Sys.setenv(SSDSIMS_AZURE_STORAGE_KEY = "<key>") # account comes from the url
ssd_test_upload(ssd_upload_azure("https://<account>.blob.core.windows.net", "ssdsims-results"))
# silent on success; aborts naming the missing variable otherwise

Verify the upload, in place

Right after an upload, read the results back in place to confirm they landed — no download. ssd_open_uploaded(upload, step) returns a lazy duckplyr/DuckDB table over the <container>/<step>/**/part.parquet Hive glob, read straight against blob storage via DuckDB’s azure extension (it remaps your SSDSIMS_AZURE_* credentials into a DuckDB azure secret for you). Because it is lazy and dplyr-composable, a one-line count() is the immediate smoke test:

upload <- ssd_upload_azure("https://<account>.blob.core.windows.net", "ssdsims-results")
ssd_open_uploaded(upload, step = "hc") |>
  dplyr::count()

A row-for-row compare of ssd_open_uploaded(upload, step) against the local shard verifies the transfer. (A dry-run destination has nothing to read back: ssd_open_uploaded(ssd_upload_dryrun(), ...) aborts and points you at the local shards.)

For the analysis-ready table, ssd_summarise_uploaded() is the cloud counterpart of ssd_summarise(): it unions a step’s uploaded shards in place and collects them, dropping the heavy dists/samples list-columns by default. Pass drop_samples = FALSE when you need the in-flight bootstrap samples:

ssd_summarise_uploaded(upload, step = "hc") # analysis-ready summary tibble
ssd_summarise_uploaded(upload, step = "hc", drop_samples = FALSE) # keep samples

The uploaded summaries are addressable the same way: step = "summary" is the combined compact summary the upload_summary target shipped, and step = "summary_samples" the full summary retaining the dists/samples list-columns (uploaded only when the scenario set samples = TRUE). Because the compact blob physically lacks those columns, ssd_summarise_uploaded(upload, "summary", drop_samples = FALSE) aborts and points you at step = "summary_samples" instead of silently returning a sample-less table:

ssd_open_uploaded(upload, step = "summary") |> dplyr::count()
ssd_summarise_uploaded(upload, step = "summary") # the uploaded compact summary
ssd_summarise_uploaded(upload, step = "summary_samples", drop_samples = FALSE)

What to pay attention to

Important

Credentials must reach the workers. ssd_test_upload() is easy to run interactively on the login node, but the shards upload on the compute nodes.
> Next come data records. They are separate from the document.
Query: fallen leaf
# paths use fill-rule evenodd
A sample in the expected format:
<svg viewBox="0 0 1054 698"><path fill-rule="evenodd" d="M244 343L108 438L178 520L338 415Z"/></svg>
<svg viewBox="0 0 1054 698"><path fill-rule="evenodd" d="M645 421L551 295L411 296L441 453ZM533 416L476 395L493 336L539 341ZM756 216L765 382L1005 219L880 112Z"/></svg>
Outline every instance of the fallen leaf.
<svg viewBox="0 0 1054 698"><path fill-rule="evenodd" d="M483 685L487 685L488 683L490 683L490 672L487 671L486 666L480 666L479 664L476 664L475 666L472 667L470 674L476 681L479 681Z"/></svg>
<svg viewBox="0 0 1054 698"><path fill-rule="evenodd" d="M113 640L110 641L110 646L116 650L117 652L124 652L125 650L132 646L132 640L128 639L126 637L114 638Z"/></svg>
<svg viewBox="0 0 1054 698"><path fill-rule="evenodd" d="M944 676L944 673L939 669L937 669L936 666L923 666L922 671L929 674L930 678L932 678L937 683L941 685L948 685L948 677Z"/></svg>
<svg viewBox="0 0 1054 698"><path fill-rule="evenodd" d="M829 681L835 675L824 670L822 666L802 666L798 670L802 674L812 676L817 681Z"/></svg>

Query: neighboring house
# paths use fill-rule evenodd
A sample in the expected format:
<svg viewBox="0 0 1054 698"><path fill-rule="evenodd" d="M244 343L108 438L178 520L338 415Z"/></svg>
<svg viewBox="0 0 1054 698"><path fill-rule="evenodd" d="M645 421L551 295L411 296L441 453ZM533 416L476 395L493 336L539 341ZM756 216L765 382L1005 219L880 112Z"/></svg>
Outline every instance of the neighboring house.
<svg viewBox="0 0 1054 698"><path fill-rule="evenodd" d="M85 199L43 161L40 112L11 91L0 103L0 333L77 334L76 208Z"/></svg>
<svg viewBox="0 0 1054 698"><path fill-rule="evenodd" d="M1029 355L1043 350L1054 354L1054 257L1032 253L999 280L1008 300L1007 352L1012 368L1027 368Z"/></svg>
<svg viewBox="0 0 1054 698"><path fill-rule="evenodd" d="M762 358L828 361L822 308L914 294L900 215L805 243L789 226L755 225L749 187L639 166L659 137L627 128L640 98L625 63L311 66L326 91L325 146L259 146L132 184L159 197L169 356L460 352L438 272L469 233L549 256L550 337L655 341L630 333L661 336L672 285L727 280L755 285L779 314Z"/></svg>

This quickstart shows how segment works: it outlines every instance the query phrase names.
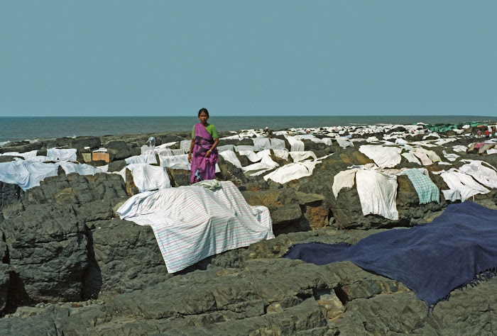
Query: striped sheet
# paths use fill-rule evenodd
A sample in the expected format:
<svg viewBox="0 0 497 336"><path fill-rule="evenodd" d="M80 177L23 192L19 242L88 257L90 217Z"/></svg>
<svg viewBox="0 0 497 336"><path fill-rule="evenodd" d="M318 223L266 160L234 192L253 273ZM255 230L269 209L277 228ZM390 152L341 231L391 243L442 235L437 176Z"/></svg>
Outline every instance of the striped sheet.
<svg viewBox="0 0 497 336"><path fill-rule="evenodd" d="M117 213L121 219L152 227L170 273L274 238L266 207L249 206L231 181L221 186L214 191L188 186L138 194Z"/></svg>

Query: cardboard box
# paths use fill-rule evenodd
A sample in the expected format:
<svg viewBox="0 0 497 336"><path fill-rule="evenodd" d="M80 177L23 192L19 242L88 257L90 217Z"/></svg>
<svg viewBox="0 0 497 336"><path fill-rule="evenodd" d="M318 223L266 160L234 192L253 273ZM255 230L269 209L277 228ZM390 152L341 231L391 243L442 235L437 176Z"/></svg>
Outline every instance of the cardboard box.
<svg viewBox="0 0 497 336"><path fill-rule="evenodd" d="M93 161L103 160L107 163L111 160L109 153L92 153L92 159Z"/></svg>

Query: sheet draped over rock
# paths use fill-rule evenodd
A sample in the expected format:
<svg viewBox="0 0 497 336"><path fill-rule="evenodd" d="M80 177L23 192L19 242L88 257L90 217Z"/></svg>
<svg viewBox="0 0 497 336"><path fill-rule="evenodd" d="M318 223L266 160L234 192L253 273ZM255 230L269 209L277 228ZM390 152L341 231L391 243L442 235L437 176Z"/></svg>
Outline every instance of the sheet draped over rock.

Set SSDSIMS_AZURE_* so the workers see them — via the controller’s script_lines/module loads, or your scheduler’s environment propagation — not just on the login node.

The Azure client and the DuckDB azure extension must be on the workers. Install AzureStor/AzureRMR (and, for the read-back, DuckDB’s azure extension) on the workers, alongside ssdsims — the same ManyLinux binary path the cluster vignette covers.
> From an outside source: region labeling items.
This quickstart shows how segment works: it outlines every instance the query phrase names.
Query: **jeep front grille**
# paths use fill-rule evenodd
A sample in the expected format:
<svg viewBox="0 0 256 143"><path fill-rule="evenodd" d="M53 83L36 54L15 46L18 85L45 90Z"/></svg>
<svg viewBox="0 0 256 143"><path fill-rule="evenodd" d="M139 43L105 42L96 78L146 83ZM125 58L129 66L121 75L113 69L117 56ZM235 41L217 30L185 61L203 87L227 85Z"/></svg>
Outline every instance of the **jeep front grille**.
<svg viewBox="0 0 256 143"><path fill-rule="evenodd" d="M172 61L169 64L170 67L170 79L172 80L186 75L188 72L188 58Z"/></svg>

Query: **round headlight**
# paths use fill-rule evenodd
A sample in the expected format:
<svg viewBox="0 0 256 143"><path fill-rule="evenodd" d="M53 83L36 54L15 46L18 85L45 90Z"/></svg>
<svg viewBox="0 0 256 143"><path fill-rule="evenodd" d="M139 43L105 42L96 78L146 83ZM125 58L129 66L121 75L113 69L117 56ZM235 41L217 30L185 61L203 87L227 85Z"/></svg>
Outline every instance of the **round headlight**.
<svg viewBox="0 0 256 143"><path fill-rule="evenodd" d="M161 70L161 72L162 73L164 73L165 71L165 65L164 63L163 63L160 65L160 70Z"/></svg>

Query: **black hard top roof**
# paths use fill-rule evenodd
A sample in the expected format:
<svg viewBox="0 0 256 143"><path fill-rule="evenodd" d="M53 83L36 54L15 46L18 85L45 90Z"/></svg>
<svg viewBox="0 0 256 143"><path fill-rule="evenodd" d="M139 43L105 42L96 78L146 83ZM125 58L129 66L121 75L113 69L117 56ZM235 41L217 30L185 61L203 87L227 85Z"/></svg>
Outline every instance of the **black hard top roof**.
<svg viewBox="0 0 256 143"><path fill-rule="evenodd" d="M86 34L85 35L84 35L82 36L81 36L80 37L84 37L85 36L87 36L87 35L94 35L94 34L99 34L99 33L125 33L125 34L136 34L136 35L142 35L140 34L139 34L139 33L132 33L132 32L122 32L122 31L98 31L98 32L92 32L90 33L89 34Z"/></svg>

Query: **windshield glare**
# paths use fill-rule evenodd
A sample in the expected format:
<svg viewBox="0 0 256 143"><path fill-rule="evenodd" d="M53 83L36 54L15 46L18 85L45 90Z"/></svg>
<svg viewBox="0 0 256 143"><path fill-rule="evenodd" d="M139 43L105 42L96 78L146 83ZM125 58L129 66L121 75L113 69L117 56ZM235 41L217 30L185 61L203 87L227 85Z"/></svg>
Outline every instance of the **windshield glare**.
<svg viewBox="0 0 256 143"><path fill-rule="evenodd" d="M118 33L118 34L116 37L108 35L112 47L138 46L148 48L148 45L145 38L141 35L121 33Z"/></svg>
A missing credential fails loud. Azure with absent credentials aborts — it is never a silent no-op. Intent to skip the network is expressed only by ssd_upload_dryrun(). Under the pipeline’s per-shard error = "null", a failed upload isolates to its own branch and the rest keep shipping, so a re-driven run retries only the failed uploads.
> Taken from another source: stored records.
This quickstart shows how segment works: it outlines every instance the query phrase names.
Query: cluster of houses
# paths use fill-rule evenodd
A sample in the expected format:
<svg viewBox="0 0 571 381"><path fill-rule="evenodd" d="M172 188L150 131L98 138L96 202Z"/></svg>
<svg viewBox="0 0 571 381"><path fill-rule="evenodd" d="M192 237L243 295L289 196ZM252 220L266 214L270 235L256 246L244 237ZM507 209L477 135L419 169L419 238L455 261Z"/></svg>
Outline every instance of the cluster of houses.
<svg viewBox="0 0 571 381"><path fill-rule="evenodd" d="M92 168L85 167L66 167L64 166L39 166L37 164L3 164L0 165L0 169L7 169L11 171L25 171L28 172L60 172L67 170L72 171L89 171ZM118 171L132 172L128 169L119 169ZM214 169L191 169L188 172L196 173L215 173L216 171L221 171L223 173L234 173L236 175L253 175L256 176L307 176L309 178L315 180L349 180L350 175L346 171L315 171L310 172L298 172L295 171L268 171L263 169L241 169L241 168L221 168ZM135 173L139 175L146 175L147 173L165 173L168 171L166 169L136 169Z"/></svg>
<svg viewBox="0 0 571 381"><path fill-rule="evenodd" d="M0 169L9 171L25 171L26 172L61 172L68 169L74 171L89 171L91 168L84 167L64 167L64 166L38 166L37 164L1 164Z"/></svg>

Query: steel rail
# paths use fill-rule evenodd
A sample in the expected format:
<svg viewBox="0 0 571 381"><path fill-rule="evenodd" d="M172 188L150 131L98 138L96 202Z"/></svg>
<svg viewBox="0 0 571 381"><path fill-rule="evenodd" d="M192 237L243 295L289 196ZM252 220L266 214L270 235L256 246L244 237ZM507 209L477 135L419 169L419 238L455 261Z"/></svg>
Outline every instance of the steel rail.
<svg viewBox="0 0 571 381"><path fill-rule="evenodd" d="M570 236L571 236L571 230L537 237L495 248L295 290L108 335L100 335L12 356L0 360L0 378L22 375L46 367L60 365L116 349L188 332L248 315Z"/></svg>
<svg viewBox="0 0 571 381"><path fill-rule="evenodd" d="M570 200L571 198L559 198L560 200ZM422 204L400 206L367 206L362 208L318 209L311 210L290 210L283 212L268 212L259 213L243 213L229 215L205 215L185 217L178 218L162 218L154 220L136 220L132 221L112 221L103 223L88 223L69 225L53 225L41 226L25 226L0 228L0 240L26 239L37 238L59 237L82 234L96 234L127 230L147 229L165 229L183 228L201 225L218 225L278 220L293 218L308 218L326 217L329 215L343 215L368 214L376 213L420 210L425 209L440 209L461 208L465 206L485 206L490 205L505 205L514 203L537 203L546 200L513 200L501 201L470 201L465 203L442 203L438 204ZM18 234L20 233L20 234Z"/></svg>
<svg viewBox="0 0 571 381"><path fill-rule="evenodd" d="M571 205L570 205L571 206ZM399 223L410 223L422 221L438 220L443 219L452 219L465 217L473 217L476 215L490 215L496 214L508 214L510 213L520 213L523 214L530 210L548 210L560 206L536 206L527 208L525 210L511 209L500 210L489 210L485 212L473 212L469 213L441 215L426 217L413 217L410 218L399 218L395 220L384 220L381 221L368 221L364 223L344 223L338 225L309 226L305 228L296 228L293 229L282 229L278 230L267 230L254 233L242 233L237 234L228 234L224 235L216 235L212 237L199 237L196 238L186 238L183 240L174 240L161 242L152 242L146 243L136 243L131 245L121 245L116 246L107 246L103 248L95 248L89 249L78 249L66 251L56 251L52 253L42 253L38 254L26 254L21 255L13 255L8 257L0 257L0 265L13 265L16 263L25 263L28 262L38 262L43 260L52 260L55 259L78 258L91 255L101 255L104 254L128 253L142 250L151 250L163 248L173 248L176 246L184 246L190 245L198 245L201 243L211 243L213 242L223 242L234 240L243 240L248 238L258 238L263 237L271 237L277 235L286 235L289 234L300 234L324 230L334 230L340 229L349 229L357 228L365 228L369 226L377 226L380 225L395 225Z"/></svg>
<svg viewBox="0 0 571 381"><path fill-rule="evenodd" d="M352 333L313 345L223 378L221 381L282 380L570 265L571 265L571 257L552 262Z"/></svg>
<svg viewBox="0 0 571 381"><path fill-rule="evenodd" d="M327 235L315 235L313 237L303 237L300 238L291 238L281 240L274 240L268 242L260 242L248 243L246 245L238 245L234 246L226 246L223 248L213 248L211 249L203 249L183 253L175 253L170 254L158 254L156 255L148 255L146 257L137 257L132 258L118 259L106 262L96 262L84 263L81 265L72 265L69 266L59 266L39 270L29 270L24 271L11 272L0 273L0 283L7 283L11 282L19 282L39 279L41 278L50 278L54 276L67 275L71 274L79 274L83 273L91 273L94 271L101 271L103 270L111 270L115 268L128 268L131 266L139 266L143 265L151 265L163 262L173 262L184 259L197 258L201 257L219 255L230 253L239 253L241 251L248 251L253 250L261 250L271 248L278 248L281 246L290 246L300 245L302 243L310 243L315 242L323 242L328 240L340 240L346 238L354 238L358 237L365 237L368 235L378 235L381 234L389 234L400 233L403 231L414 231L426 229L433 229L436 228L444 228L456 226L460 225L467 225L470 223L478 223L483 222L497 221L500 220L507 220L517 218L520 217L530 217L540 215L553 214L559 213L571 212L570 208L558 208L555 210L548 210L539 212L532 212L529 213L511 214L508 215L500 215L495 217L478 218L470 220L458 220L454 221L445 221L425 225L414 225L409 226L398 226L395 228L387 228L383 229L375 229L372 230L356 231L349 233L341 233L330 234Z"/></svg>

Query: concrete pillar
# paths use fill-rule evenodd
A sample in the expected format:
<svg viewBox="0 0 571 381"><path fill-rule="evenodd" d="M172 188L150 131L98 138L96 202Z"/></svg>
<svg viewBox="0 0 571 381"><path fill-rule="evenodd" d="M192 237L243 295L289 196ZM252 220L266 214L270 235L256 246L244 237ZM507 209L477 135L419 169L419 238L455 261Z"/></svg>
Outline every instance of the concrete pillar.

Unchanged shards are not re-uploaded. Each upload_<step> target takes the shard’s path as a format = "file" input, so targets re-uploads a shard only when its content hash changes — a re-driven tar_make() that rebuilt nothing uploads nothing; a partial extension uploads only the new shards. The same holds for upload_summary: the summary re-ships only when its bytes change (e.g. after a grown run), and summary-samples.parquet exists at the destination only when the scenario set samples = TRUE.

The read-back is in place. ssd_open_uploaded() predicate-pushes straight against blob storage — it does not download the Parquet.